Anglesey Abbey is a Grade I listed building in the East Cambridgeshire local planning authority area, England. First listed on 1 December 1951. A Medieval Country house. 10 related planning applications.
Anglesey Abbey
- WRENN ID
- standing-lancet-sienna
- Grade
- I
- Local Planning Authority
- East Cambridgeshire
- Country
- England
- Date first listed
- 1 December 1951
- Type
- Country house
- Period
- Medieval
- Source
- Historic England listing
Description
Anglesey Abbey is a Grade I listed country house incorporating part of a priory of Augustinian Canons. The building has its origins in the 13th century, was converted to a house in the 17th century, and was enlarged in the 19th and 20th centuries, with part of the latter work designed by Sir Albert Richardson.
The structure is built of limestone and clunch with a steeply pitched, tiled roof. It forms a T-plan with two main ranges. The northern range was originally a first-floor hall with an undercroft and was probably the Abbot's Lodging, originally detached from the southern range.
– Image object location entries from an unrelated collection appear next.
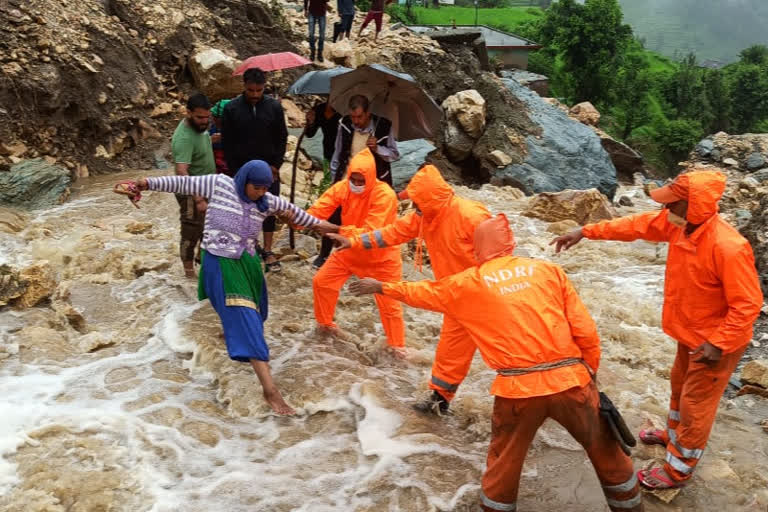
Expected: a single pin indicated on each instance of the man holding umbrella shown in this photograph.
(360, 129)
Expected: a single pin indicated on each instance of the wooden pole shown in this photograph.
(291, 237)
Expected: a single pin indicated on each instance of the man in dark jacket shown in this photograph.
(358, 130)
(324, 117)
(253, 128)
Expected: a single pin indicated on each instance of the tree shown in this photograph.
(677, 138)
(685, 90)
(749, 93)
(757, 54)
(718, 98)
(631, 107)
(590, 39)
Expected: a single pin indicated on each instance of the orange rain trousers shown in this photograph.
(446, 224)
(515, 422)
(331, 277)
(696, 392)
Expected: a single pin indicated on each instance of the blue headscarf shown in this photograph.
(256, 172)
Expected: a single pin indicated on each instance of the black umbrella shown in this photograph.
(396, 96)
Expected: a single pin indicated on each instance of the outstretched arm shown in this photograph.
(186, 185)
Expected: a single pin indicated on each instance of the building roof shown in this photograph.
(494, 38)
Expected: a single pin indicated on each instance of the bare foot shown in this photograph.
(398, 352)
(276, 402)
(330, 330)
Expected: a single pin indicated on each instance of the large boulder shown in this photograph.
(756, 372)
(34, 184)
(747, 152)
(458, 145)
(11, 221)
(626, 160)
(566, 155)
(581, 206)
(468, 108)
(756, 231)
(212, 72)
(413, 153)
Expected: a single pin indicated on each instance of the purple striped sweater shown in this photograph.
(231, 224)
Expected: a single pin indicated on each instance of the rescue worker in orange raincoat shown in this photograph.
(447, 225)
(531, 327)
(366, 203)
(712, 298)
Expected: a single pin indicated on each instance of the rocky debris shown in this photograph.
(566, 154)
(11, 221)
(755, 161)
(76, 74)
(464, 37)
(581, 206)
(294, 116)
(34, 184)
(747, 152)
(468, 109)
(562, 227)
(413, 153)
(212, 72)
(500, 158)
(40, 284)
(585, 113)
(756, 373)
(627, 161)
(535, 82)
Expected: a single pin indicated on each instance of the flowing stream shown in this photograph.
(119, 395)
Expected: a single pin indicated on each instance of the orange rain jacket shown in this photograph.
(446, 222)
(711, 288)
(520, 312)
(374, 208)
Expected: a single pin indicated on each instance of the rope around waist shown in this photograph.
(562, 363)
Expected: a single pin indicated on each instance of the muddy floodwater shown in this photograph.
(119, 395)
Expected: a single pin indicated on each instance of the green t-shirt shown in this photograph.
(194, 148)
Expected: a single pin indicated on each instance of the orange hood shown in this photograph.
(429, 191)
(365, 164)
(493, 239)
(702, 190)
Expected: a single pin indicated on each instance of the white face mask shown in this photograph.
(676, 220)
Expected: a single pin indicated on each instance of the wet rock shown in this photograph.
(705, 147)
(413, 153)
(34, 184)
(458, 145)
(11, 221)
(562, 227)
(11, 285)
(567, 154)
(40, 284)
(17, 149)
(755, 161)
(585, 113)
(468, 108)
(761, 175)
(582, 206)
(756, 373)
(294, 116)
(162, 109)
(212, 72)
(500, 158)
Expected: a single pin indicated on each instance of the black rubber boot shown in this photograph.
(436, 404)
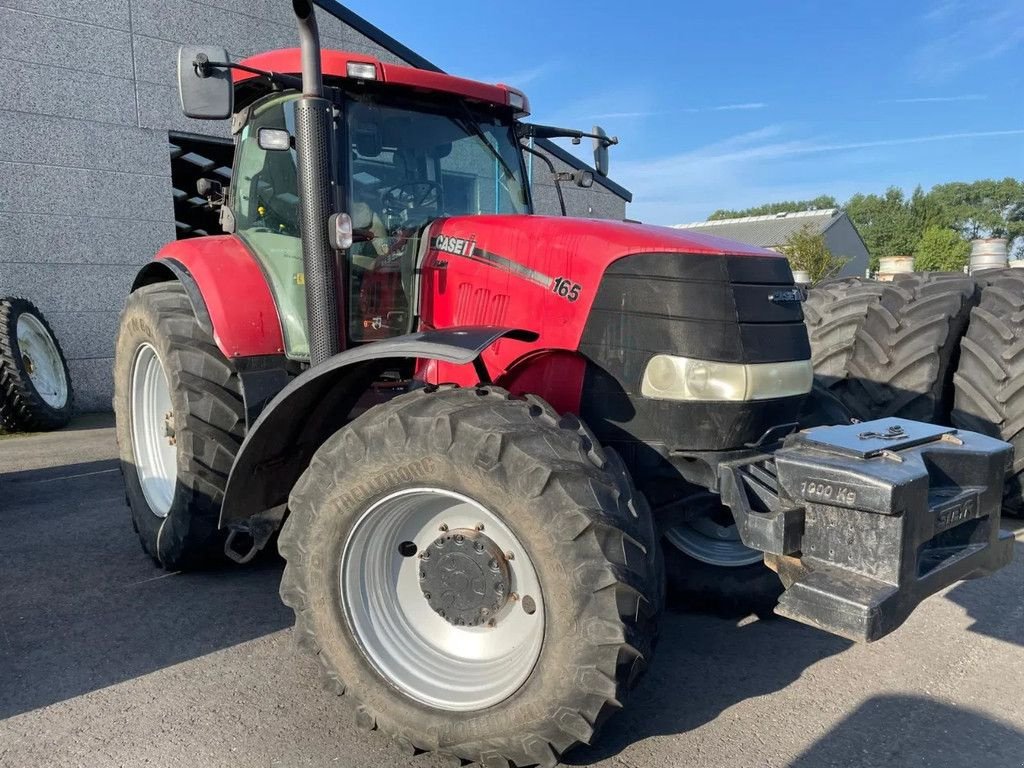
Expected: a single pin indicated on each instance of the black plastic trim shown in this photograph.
(165, 270)
(317, 402)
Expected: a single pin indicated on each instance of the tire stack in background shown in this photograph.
(941, 347)
(36, 392)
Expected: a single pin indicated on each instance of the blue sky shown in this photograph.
(728, 104)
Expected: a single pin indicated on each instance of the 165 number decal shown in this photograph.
(566, 288)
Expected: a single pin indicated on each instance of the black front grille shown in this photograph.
(704, 306)
(710, 307)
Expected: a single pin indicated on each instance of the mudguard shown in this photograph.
(227, 290)
(318, 402)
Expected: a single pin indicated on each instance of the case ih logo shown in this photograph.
(456, 246)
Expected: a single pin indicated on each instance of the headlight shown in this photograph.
(671, 378)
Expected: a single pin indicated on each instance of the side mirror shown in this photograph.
(584, 179)
(206, 91)
(600, 152)
(212, 192)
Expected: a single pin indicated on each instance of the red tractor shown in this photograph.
(474, 427)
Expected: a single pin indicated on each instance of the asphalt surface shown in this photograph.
(107, 660)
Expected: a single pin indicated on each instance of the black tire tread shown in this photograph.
(906, 348)
(834, 312)
(989, 380)
(551, 455)
(22, 410)
(209, 432)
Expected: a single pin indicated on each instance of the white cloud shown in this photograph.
(935, 99)
(682, 111)
(960, 36)
(747, 169)
(521, 78)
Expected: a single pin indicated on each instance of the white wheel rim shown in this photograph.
(413, 647)
(712, 543)
(42, 360)
(153, 430)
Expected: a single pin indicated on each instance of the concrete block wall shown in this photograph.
(85, 189)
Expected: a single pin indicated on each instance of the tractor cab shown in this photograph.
(407, 147)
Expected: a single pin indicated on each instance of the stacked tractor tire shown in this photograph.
(36, 393)
(940, 347)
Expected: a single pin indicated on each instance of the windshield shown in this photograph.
(410, 165)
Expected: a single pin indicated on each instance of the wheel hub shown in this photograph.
(465, 578)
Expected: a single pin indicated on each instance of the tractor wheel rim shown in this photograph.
(153, 430)
(455, 668)
(42, 360)
(712, 543)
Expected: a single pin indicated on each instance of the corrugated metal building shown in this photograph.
(773, 230)
(98, 165)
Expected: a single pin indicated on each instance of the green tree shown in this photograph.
(941, 250)
(807, 250)
(987, 208)
(887, 223)
(790, 206)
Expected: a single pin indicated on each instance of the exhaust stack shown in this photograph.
(312, 145)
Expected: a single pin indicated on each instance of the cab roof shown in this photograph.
(335, 65)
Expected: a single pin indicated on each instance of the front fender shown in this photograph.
(226, 287)
(318, 402)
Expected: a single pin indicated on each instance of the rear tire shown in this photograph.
(36, 394)
(905, 350)
(175, 463)
(572, 515)
(989, 380)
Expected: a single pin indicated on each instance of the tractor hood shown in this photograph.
(545, 272)
(614, 294)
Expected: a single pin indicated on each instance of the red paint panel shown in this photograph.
(335, 64)
(240, 303)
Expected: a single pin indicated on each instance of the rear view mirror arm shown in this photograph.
(204, 69)
(529, 130)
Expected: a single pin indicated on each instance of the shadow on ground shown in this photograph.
(706, 665)
(995, 603)
(894, 730)
(82, 607)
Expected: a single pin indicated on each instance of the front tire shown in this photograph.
(179, 424)
(412, 476)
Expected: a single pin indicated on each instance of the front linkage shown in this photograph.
(864, 521)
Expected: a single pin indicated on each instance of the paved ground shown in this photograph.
(105, 660)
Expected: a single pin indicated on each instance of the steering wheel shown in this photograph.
(407, 200)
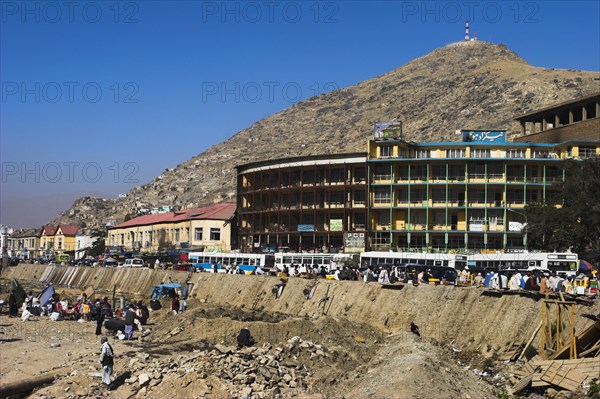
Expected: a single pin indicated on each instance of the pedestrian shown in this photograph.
(99, 318)
(12, 304)
(130, 317)
(244, 338)
(106, 360)
(175, 304)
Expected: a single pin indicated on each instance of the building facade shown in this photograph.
(83, 244)
(207, 228)
(25, 244)
(315, 203)
(460, 195)
(58, 239)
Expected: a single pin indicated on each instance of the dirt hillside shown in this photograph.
(470, 85)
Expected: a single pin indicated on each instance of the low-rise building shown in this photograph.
(58, 239)
(83, 244)
(209, 228)
(25, 244)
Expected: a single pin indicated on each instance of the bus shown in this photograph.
(311, 260)
(545, 261)
(62, 259)
(376, 259)
(244, 261)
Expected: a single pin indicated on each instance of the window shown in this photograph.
(386, 151)
(515, 153)
(456, 153)
(422, 154)
(359, 197)
(541, 154)
(586, 151)
(480, 153)
(382, 195)
(215, 234)
(382, 172)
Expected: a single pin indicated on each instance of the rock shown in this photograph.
(223, 349)
(175, 331)
(143, 379)
(154, 382)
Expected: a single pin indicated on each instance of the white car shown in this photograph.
(134, 262)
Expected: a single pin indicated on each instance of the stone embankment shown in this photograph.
(446, 314)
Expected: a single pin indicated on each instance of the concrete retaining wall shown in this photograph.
(444, 313)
The walls are of coursed clunch with some Barnack limestone, particularly in the lower courses. The east wall features two two-stage buttresses; the upper stage has been rebuilt but the lower stage, of clunch and Barnack on a splayed sill, is 13th century. The upper part of the walls has been rebuilt and the steeply pitched, tiled roof dates to the 19th or 20th century. The western wall is obscured by later building. The original entry was on the west side at the north end. The present fenestration is 17th century or from the 19th or 20th-century restoration, but a two-centred arch and the springing for a second arch at ground floor level are 13th century.
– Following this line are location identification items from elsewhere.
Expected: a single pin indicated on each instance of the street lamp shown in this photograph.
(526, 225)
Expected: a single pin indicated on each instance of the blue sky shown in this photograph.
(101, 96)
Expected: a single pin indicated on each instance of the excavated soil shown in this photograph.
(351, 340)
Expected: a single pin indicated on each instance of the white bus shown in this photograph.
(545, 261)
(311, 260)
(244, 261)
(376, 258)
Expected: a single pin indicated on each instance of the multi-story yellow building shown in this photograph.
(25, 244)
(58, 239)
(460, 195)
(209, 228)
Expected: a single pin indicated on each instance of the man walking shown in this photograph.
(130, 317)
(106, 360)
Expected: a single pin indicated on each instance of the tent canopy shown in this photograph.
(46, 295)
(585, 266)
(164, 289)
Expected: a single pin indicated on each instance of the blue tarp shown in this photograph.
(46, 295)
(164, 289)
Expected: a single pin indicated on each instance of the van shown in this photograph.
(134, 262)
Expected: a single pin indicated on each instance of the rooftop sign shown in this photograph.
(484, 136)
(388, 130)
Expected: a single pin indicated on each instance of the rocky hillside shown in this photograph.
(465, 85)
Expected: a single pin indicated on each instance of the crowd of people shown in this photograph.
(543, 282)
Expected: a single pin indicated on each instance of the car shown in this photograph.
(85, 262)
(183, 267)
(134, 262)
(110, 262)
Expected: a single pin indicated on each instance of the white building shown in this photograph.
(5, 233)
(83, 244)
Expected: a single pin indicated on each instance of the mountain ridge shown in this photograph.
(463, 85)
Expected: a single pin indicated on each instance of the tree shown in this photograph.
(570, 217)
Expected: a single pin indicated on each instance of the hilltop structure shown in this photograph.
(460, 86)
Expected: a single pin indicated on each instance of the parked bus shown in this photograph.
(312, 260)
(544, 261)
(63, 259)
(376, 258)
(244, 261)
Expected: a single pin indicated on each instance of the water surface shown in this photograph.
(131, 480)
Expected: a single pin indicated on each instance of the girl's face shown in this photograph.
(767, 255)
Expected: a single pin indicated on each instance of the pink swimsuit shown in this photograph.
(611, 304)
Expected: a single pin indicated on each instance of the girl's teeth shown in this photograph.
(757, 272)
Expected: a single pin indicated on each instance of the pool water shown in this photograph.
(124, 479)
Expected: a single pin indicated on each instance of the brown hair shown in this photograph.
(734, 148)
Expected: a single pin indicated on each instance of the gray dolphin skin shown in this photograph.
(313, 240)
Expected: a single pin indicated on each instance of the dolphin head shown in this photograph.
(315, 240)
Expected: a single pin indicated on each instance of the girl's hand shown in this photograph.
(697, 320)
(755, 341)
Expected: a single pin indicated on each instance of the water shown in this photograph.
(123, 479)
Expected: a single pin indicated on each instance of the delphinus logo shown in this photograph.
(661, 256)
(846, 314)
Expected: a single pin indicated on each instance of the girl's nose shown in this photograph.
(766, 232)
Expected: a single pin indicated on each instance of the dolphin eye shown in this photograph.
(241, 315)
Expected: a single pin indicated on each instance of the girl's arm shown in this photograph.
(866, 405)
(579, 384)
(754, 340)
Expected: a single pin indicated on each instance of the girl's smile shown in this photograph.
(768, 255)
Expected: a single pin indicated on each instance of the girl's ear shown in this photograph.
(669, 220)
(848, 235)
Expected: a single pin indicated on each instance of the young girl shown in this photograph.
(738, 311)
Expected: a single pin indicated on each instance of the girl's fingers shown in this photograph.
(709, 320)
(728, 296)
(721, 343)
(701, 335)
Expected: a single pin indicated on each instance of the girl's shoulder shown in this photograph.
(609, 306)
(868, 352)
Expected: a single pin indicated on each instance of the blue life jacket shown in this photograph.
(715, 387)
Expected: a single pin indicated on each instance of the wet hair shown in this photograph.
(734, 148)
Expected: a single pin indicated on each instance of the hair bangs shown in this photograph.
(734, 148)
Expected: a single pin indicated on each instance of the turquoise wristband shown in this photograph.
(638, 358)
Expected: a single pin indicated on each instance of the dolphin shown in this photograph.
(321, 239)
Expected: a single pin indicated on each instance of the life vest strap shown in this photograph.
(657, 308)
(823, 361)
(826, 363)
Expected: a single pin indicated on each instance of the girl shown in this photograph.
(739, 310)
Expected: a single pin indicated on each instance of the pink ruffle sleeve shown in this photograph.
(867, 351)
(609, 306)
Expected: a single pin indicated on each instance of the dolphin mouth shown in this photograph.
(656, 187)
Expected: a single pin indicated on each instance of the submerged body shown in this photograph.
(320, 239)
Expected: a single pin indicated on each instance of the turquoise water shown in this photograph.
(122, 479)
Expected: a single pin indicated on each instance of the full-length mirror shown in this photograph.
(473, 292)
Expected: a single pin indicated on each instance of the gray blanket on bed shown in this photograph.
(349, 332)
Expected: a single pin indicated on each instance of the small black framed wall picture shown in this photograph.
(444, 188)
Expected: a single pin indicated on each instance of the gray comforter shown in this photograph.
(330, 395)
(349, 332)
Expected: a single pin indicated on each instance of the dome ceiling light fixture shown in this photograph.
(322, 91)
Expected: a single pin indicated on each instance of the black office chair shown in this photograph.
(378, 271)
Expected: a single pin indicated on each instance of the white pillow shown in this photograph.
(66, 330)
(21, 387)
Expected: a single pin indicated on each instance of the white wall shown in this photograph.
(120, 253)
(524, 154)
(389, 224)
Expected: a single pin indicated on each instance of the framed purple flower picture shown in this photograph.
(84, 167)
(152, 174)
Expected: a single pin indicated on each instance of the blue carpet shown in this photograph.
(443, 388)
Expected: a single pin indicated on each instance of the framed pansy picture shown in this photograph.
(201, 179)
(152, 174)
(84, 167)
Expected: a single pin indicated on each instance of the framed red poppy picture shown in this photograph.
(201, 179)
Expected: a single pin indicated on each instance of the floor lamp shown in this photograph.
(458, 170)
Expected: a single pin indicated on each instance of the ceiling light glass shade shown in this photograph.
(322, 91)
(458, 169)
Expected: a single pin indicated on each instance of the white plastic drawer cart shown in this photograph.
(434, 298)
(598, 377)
The southern range is also 13th century in origin and built of clunch with some Barnack limestone, though its original use is uncertain. In the early 17th century it was converted to domestic use, probably by the Fowkes family, and its present external appearance is generally that of a house of that period. The roof is steeply pitched with later end parapets and early 17th-century end stacks of clunch and reused Barnack limestone. Five 20th-century gabled eaves dormers replace five similar dormers of earlier date. The main elevation is in five bays, each with a five-light cross-frame casement of clunch or restored in limestone, except for the centre bay which has an early 17th-century two-storey porch. The doorway is set within a round-headed and double-wave moulded arch on a high sill with a renewed jewelled keyblock. Above the doorway is a reset medieval carved stone, and above this is a similar casement window. The porch is surmounted by a pediment with "C" and "S" scrolls on either side of a late 18th-century Coade stone sculpture of Saint George and the Dragon. To the right is a two-storey canted oriel window with cross-frame casements of clunch. In 1955, a gallery was added to the end of the Abbot's Lodging, designed by Sir Albert Richardson.
The interior of the northern range contains two important features. The first is the undercroft, comprising three bays and two aisles with quadripartite rib vaulting with chamfered arches springing from octagonal columns with moulded capitals and hold-water bases. At the walls, the arches spring from triple-lobed corbels. Much of the stonework, including the marble columns, has been renewed. The second feature is on what was formerly the south-west external wall: part of the raking wall arches to what was the staircase entry to the first-floor hall. Four and a half two-centred arches of triple hollow and roll moulding with a continuous roll-moulded label survive, springing from badly mutilated corbels.
The southern range contains little internally from the 1600 alterations. A doorway to the south porch has a reversed arch with spandrels carved with "PW" and "R" for William Reche, prior from 1515, and is probably reset. The fireplaces and surrounds are mostly early 17th century and were inserted during Lord Fairhaven's ownership. The roof dates to around 1600 and is of staggered, butt-purlin construction.
The priory was founded in the early 13th century on the site of a 12th-century hospital of Saint Mary. Much of the priory was dismantled after the dissolution, but one range was converted to a house in the early 17th century. The house was acquired by Lord Fairhaven in 1926, who added some of the buildings on the west side and the gallery on the north.